En 1961, tout jeune photographe de 19 ans, Depardon avait dû prendre des photographies clandestinement dans un contexte de tensions où l’image était aussi suspecte pour les Français que pour les Algériens. En 2019, son expérience lui permet de saisir l’instant sans faire poser. Deux séries éloignées dans le temps mais qui captent dans leur instantanéité des visages, des corps en mouvement, des lieux. L’usage du noir et blanc -alors que dans les mémoires algériennes, 2019 est un déferlement de couleurs- rapproche les deux périodes. Il fait d’autant mieux ressortir le style Depardon, proche par sa sobriété d’une écriture zéro. D’où la facilité avec laquelle l’écrivain peut se couler dans ce regard qui fixe le monde pour développer son propre récit sur plusieurs registres. 

Parfois il use de l’aphorisme, par exemple lorsqu’il évoque le banc public «la forme la plus contemporaine de l’au-delà», le plus souvent de la poésie (Oran, vu du ciel, est un lit froissé par le poids d’une montagne…) ou encore du commentaire journalistique à propos de la photographie de Depardon : «Sa photo a le culte de l’arrière-plan, l’arrière-pays, le territoire ignoré, le fond des choses.» 

L’écrivain s’implique à la suite du photographe au croisement de «l’intime et de l’événement». Ce n’est pas une lecture documentée mais une lecture affective qu’il livre des photographies de Depardon, une lecture traversée d’émotions, de sentiments divers, voire contradictoires : empathie envers des personnages saisis dans leur intimité pour leurs sourires, sentiment du temps qui s’arrête, temps de l’événement dans son urgence, paysages urbains ressentis tour à tour comme hostiles, repoussants ou beaux. 
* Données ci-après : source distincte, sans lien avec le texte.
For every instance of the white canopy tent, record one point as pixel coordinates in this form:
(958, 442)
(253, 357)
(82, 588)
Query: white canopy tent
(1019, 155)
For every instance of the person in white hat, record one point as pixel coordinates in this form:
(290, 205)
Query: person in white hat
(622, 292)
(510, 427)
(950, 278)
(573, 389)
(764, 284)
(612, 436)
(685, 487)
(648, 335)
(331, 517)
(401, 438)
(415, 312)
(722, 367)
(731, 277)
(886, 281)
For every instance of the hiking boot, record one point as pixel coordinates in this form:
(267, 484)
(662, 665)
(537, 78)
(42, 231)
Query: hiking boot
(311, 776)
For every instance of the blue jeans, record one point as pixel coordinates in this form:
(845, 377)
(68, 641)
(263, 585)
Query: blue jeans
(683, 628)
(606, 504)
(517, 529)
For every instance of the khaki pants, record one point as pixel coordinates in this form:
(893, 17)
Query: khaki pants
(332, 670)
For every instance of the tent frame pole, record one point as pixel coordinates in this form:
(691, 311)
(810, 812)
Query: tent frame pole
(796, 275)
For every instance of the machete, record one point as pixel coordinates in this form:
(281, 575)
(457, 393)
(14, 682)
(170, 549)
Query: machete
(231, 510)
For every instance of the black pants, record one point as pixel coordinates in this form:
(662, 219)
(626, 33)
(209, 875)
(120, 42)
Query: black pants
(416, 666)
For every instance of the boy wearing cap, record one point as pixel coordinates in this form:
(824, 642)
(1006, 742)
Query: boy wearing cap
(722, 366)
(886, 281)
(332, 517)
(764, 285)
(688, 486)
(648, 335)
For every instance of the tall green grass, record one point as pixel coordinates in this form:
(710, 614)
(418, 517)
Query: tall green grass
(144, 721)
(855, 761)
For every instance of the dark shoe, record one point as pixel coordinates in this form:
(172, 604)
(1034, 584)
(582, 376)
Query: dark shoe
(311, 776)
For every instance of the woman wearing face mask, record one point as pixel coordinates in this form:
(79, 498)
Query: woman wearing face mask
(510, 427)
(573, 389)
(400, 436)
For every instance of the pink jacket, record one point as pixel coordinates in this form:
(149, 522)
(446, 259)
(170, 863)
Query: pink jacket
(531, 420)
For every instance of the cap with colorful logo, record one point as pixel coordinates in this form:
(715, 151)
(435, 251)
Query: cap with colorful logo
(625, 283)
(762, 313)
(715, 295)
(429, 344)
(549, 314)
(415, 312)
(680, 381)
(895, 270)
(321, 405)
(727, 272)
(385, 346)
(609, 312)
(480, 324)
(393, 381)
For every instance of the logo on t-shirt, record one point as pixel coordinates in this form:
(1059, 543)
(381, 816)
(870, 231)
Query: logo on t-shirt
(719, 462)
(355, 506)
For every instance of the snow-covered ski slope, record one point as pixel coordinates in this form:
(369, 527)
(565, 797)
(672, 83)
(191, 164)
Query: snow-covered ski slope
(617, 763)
L’indépendance de l’écrivain

Au centre du parcours, sur deux panneaux, à l’intersection des deux séquences, un thème émerge : celui de l’indépendance. Dans un extraordinaire «Entretien de Kamel Daoud par Daoud Kamel», l’écrivain interroge sa relation à la représentation des événements de 61 et surtout à celle des négocations des Accords d’Evian. Alors que le photographe enregistre, l’écrivain leur donne - de son point de vue d’Algérie - un sens complexe, ambivalent : fidèle à sa théorie, il se coule dans l’œil du photographe. Il est ainsi particulièrement marqué par le corps redressé et fier des négociateurs algériens. Comme tous les Algériens, il partage cette admiration pour la génération qui a conquis l’Indépendance du pays. Mais une fois reconnus cette admiration et ce respect, -au point que l’écrivain s’incarne dans leur corps-, se pose la question de la génération d’après, celle du décolonisé. 

L’entretien imaginaire fait écho à un autre texte intitulé dans l’ouvrage Je suis un revenant qui explicite le malaise : «Je suis un revenant. Un fantôme. J’ai accepté le pacte inhérent au récit national : les morts sont les seuls à avoir un corps puisqu’ils sont les seuls à l’avoir perdu. Moi je suis invisible.» L’entretien se clôt par un rejet d’une histoire officielle devenue écrasante et la revendication d’une indépendance comme legs spirituel de la génération de 61. «Ces hommes qui négocient et signent m’auraient aimé vivant et insolent, non ?», dit l’écrivain. 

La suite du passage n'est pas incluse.